L’aide, dont le montant global n’a pas été divulgué par les services du Premier ministre, vise « à contenir l’effet de la hausse des prix des hydrocarbures sur le marché intérieur, afin de préserver le pouvoir d’achat des citoyens »

 

Le gouvernement marocain a annoncé, le 17 mars, une aide exceptionnelle pour les transporteurs routiers, pénalisés par la flambée des prix à la pompe du fait de la guerre au Moyen-Orient, selon un communiqué officiel.

Cette aide, dont le montant global n’a pas été divulgué, vise « à contenir l’effet de la hausse des prix des hydrocarbures sur le marché intérieur, afin de préserver le pouvoir d’achat des citoyens, de garantir l’approvisionnement normal et régulier des marchés et la continuité des chaînes logistiques », ont indiqué les services du Premier ministre, Aziz Akhannouch.

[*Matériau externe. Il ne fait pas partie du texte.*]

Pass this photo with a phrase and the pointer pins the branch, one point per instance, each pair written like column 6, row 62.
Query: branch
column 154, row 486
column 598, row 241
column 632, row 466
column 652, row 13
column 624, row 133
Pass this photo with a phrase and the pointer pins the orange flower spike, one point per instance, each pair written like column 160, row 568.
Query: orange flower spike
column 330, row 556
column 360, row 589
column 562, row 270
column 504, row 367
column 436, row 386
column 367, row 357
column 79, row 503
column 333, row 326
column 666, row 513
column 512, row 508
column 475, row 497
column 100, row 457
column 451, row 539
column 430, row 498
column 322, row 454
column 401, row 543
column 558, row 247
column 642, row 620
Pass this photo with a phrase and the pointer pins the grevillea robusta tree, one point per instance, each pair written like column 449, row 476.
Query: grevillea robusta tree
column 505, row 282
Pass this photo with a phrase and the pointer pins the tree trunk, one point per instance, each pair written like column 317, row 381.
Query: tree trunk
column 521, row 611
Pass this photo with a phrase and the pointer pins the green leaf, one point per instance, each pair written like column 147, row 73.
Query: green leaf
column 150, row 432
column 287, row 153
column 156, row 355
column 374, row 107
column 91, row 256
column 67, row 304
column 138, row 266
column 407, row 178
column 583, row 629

Les professionnels du transport (de marchandises, de voyageurs, les chauffeurs de taxis, etc.) ont été invités à déposer leurs demandes sur un site dédié à compter du vendredi 20 mars.

Plus de deux semaines après le début de la guerre, déclenchée par une attaque israélo-américaine sur l’Iran, le prix à la pompe a bondi lundi 16 mars de deux dirhams par litre (0,19 euro) pour le gasoil et de 1,44 dirham (0,13 euro) pour l’essence au Maroc, qui dépend de ses importations, selon la presse locale.

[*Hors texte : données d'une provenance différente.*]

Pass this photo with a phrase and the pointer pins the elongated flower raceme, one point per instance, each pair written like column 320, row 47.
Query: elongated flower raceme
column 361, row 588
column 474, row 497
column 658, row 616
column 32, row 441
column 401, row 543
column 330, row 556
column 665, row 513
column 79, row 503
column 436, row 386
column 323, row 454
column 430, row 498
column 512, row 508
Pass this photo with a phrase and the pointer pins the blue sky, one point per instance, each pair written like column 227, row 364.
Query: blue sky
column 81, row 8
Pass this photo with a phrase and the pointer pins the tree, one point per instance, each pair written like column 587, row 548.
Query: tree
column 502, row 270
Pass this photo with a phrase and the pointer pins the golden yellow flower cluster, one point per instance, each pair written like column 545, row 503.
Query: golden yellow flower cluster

La veille de cette hausse, dimanche soir, des queues d’automobilistes s’étaient formées devant des stations-services de plusieurs villes, d’après des médias locaux et des vidéos publiées sur les réseaux sociaux.

Ces derniers jours, les critiques sur la gestion du secteur des hydrocarbures par le gouvernement depuis sa libéralisation en 2015 ont ressurgi, notamment sur la question des réserves stratégiques du pays qui n’atteignent pas le seuil légal de 60 jours, selon la presse locale.

En 2022, le gouvernement avait déjà alloué une subvention exceptionnelle aux transporteurs pour un montant avoisinant les 200 millions d’euros face à la hausse des prix des hydrocarbures, déclenchée par l’invasion de l’Ukraine par la Russie et la guerre qui s’en est suivie.